DPI Settings and Output Dimensions
How DPI affects image size for a standard Letter page (8.5 × 11 inches):
DPI Width (px) Height (px) File size (approx) Use case
72 612 792 ~50 KB Thumbnail, preview
96 816 1056 ~90 KB Web display
150 1275 1650 ~180 KB Digital sharing
200 1700 2200 ~320 KB High-quality digital
300 2550 3300 ~720 KB Print quality
600 5100 6600 ~2.8 MB Professional print
For document thumbnails, 72-96 DPI is sufficient. For sharing documents digitally, 150 DPI is a good balance. For printing the converted images, use 300 DPI.
Converting Only Specific Pages
Extract just the pages you need as images:
Source: annual-report.pdf (50 pages)
Selection: Pages 1, 5-8, 25
Output:
annual-report_page-01.jpg (cover page)
annual-report_page-05.jpg (financial highlights)
annual-report_page-06.jpg
annual-report_page-07.jpg
annual-report_page-08.jpg
annual-report_page-25.jpg (specific chart)
Total: 6 images instead of 50
Creating a Document Thumbnail
Generate a preview image of the first page for a document library:
Source: proposal.pdf
Settings: Page 1 only, 96 DPI, Quality 80%
Output: proposal_page-01.jpg
Dimensions: 816 × 1056 px
File size: ~85 KB
Use: Document preview in file browser, email preview
For a smaller thumbnail:
Settings: 72 DPI, Quality 75%
Output: 612 × 792 px, ~45 KB
Use: Grid view thumbnail in document management system
Quality Settings Comparison
JPEG quality affects file size and visual appearance:
Source: page with mixed text and images, 150 DPI
Quality 95 (near-lossless):
File size: ~420 KB
Text appearance: Crisp, no artifacts
Image appearance: Excellent
Use: When quality is critical
Quality 85 (high quality):
File size: ~180 KB
Text appearance: Sharp, minimal artifacts
Image appearance: Very good
Use: General purpose (recommended default)

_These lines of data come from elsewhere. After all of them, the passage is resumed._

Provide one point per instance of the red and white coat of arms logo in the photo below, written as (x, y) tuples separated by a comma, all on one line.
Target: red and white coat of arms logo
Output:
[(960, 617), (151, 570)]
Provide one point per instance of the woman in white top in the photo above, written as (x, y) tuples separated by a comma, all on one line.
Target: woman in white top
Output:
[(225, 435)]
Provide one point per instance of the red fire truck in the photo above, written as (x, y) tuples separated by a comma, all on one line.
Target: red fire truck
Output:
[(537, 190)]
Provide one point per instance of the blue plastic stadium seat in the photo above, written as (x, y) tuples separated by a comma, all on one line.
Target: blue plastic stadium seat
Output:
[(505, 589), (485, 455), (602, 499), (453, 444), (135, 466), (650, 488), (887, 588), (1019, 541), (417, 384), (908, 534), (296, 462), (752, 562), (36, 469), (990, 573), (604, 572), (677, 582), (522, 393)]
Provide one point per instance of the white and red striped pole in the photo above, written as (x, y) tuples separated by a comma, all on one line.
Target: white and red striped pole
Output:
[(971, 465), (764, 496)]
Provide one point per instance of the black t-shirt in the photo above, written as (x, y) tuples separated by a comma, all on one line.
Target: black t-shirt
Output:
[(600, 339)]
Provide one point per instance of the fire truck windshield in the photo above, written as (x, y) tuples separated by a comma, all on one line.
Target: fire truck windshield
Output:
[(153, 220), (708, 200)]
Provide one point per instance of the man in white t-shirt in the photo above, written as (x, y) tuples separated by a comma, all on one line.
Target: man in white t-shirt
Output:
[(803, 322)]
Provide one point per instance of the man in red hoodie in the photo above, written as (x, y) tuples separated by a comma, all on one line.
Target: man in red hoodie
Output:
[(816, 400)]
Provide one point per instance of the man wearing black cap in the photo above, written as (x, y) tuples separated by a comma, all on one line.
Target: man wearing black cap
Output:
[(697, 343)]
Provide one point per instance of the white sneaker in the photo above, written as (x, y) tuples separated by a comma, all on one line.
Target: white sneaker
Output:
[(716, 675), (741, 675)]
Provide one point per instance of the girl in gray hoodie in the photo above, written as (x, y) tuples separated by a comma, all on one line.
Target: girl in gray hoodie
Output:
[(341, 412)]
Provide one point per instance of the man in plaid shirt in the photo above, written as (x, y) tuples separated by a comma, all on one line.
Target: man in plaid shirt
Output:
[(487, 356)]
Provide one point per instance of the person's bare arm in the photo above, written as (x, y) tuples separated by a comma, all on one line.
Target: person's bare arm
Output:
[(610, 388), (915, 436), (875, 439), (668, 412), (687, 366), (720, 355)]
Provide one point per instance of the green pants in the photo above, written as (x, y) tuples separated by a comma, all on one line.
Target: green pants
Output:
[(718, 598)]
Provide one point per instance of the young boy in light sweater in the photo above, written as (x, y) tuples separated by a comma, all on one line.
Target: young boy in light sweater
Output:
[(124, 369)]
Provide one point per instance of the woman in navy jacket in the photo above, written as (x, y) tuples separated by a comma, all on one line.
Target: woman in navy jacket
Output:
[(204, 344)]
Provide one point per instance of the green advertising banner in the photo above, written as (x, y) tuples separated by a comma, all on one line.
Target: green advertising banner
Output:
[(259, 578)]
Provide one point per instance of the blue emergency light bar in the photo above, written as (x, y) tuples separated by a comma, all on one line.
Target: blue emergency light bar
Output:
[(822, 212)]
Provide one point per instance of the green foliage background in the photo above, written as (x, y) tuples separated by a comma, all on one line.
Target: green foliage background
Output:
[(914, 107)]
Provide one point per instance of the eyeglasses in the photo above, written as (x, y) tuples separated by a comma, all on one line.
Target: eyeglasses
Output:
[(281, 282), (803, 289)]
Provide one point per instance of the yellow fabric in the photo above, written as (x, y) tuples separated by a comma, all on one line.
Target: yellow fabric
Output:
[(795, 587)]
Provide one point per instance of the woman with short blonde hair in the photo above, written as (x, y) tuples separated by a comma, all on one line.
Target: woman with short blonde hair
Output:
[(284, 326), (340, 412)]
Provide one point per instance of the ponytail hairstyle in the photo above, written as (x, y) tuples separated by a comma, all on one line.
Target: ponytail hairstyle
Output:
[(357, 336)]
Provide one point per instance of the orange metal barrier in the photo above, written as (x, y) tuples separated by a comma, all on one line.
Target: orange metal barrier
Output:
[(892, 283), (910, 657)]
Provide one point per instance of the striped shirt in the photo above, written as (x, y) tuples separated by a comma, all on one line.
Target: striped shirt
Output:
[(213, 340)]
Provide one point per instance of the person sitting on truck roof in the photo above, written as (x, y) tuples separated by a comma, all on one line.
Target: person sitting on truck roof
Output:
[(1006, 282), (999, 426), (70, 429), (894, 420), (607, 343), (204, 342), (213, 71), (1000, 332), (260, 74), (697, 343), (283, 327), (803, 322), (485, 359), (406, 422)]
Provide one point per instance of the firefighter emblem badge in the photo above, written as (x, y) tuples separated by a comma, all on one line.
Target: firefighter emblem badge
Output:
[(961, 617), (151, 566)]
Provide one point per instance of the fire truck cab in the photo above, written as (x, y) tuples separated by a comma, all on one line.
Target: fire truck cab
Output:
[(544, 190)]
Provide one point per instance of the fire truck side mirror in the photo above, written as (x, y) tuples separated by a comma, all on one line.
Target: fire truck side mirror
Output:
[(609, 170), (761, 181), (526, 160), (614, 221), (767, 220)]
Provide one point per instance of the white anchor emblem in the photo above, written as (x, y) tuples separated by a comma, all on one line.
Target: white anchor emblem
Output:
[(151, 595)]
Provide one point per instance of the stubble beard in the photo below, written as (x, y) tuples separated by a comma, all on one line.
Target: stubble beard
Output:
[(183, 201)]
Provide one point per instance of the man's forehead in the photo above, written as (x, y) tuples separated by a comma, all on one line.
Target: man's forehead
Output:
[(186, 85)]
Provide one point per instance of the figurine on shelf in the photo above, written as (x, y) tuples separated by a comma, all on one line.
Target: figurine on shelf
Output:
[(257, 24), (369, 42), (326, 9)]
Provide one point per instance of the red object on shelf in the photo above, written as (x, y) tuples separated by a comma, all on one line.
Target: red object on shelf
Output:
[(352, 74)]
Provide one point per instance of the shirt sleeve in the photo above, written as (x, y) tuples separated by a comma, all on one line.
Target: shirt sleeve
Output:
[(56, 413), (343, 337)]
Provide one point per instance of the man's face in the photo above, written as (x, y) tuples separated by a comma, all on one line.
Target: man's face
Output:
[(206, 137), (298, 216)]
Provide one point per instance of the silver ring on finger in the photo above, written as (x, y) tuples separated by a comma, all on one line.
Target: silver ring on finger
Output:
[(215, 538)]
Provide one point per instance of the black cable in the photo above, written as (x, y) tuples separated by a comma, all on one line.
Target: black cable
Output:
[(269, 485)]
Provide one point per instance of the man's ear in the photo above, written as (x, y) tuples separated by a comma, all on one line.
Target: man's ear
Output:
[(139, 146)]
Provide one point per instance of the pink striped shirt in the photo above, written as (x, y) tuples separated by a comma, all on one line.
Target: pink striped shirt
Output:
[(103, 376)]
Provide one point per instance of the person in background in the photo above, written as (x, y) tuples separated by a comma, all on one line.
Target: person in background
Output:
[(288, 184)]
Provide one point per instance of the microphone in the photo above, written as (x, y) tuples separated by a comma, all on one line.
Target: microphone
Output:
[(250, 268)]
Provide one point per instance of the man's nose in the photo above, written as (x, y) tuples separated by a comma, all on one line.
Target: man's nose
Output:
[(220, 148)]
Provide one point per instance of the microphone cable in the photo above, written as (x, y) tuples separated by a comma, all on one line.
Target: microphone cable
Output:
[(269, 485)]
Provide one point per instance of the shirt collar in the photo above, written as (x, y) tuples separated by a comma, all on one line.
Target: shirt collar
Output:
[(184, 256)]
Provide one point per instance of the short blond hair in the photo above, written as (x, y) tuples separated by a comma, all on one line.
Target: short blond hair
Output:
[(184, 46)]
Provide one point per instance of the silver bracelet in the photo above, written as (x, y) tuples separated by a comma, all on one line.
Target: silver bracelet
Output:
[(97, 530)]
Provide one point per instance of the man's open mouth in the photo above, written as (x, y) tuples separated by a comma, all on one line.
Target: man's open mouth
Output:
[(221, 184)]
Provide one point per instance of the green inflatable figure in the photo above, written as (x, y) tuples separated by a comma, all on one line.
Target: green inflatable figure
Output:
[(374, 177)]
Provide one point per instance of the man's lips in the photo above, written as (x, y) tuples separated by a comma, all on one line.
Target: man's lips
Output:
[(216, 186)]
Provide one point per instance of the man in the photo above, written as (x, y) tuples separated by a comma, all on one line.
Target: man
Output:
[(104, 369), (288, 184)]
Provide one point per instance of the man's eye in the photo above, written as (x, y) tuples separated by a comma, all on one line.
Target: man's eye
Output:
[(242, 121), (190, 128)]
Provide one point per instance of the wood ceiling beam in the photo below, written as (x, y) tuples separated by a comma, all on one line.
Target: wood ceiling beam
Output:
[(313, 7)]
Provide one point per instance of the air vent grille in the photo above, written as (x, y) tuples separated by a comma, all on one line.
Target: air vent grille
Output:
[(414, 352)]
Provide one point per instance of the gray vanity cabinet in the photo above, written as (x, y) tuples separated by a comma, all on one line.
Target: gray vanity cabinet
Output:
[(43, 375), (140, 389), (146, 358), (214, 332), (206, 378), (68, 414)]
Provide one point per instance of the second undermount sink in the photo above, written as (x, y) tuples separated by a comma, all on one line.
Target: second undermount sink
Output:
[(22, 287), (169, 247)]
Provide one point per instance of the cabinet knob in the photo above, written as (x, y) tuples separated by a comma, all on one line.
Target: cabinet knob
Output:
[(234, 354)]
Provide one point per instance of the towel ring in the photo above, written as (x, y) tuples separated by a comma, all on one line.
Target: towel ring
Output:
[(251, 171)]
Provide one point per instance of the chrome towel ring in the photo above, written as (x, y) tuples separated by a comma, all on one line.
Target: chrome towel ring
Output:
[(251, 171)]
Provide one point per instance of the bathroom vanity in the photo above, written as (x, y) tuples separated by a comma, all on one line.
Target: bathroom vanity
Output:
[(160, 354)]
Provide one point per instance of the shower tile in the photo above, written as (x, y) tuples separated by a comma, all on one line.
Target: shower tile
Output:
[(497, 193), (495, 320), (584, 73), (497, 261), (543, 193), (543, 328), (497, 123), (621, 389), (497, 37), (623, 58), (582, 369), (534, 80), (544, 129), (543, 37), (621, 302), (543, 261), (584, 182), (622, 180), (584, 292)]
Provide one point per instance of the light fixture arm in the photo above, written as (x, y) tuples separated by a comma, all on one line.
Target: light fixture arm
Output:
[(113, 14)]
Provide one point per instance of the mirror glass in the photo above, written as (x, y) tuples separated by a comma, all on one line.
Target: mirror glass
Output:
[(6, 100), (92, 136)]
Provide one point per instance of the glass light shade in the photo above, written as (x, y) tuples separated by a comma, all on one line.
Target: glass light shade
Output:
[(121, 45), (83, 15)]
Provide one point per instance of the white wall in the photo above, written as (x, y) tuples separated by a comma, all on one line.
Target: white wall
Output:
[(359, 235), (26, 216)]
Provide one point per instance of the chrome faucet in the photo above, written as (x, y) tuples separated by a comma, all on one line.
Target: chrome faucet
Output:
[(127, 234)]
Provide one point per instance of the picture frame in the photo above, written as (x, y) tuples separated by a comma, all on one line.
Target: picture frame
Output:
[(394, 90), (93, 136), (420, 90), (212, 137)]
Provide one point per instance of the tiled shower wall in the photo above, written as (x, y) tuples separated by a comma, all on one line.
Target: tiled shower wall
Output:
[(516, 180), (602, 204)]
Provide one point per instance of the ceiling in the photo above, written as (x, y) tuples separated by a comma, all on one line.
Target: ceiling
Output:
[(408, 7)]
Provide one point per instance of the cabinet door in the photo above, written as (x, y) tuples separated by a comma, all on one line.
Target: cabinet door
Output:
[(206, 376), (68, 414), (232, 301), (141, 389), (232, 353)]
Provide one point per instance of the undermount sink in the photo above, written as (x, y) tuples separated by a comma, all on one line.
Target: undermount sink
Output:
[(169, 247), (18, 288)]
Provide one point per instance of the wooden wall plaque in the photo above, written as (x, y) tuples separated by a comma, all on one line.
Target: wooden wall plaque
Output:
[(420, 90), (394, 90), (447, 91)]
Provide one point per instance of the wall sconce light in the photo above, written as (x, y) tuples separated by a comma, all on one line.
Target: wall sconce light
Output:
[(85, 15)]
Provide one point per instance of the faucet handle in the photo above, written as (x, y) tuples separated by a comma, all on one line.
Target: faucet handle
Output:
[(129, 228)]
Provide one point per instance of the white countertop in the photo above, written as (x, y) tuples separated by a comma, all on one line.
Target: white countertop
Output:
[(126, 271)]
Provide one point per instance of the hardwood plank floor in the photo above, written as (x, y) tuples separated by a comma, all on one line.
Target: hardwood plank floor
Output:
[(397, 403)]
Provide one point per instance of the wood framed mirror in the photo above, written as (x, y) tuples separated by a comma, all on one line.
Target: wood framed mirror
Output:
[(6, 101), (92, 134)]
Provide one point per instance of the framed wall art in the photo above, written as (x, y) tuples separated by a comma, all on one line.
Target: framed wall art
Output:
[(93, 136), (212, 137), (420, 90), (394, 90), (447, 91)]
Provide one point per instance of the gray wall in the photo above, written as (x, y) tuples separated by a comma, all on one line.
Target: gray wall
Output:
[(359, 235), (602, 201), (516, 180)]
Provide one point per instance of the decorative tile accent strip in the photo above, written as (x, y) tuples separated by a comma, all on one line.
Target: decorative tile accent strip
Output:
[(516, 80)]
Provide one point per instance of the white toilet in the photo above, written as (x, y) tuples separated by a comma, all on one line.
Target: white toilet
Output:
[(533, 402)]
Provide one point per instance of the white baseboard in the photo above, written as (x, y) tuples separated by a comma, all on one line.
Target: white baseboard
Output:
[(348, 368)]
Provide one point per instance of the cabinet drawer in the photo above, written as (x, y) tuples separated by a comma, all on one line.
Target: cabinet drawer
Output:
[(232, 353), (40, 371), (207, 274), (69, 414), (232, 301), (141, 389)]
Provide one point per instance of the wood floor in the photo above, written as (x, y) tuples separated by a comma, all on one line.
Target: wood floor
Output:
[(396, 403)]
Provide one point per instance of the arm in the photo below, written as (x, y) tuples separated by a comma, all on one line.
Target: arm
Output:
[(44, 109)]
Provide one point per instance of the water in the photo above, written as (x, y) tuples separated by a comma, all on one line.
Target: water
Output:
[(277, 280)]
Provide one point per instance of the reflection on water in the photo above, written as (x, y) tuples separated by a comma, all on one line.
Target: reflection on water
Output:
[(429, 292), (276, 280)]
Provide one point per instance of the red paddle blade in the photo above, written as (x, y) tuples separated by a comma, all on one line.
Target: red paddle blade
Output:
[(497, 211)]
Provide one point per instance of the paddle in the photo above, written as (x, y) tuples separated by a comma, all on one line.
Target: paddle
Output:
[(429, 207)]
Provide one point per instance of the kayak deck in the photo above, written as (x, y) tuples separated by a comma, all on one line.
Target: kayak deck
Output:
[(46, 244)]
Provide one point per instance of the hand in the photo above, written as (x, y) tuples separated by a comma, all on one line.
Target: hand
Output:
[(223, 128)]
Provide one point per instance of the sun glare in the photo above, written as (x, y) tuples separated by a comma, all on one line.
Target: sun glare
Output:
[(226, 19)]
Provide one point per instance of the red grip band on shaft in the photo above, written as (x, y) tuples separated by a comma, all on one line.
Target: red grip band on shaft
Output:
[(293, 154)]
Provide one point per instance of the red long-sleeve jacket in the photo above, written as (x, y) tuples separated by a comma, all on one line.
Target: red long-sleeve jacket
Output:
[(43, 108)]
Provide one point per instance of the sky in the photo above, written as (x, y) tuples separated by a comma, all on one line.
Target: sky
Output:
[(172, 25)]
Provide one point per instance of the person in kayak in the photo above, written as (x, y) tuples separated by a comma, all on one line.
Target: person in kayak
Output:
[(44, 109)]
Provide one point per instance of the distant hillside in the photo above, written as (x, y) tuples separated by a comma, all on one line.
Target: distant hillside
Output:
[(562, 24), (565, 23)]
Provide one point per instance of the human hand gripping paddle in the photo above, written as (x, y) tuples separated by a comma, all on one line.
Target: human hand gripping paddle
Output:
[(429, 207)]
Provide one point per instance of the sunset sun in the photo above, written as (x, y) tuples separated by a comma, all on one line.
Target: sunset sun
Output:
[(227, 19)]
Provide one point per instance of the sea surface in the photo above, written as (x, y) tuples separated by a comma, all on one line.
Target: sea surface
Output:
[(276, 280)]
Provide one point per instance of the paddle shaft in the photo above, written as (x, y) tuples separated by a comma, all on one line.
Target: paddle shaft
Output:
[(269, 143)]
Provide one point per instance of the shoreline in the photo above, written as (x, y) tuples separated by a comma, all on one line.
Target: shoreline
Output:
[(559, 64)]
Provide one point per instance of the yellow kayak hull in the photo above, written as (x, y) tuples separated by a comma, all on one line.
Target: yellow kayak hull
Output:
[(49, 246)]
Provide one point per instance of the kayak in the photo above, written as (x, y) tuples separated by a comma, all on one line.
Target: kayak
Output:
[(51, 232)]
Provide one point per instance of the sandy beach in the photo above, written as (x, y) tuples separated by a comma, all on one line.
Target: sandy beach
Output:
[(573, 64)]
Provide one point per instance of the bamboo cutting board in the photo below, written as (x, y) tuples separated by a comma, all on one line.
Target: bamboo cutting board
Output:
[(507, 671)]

Quality 70 (medium quality):
File size: ~95 KB
Text appearance: Slightly soft
Image appearance: Good
Use: Web display, email
Quality 50 (low quality):
File size: ~55 KB
Text appearance: Noticeable artifacts
Image appearance: Acceptable
Use: Thumbnails only
Using Converted Images in a Presentation
Convert PDF slides to images for use in PowerPoint or Google Slides:
Source: technical-slides.pdf (20 slides, 16:9 format)
Settings: All pages, 150 DPI, Quality 90%
Output: 20 JPEG images
Dimensions: 1650 × 928 px (16:9 aspect ratio at 150 DPI)
File size: ~150 KB each
In PowerPoint:
Insert → Pictures → select all 20 JPEGs
Each image fills a slide at full resolution
In Google Slides:
Insert → Image → Upload from computer
Import each page as a slide background
Converting for Social Media
Share document content on platforms that don't support PDF:
Source: infographic.pdf (1 page, A4 portrait)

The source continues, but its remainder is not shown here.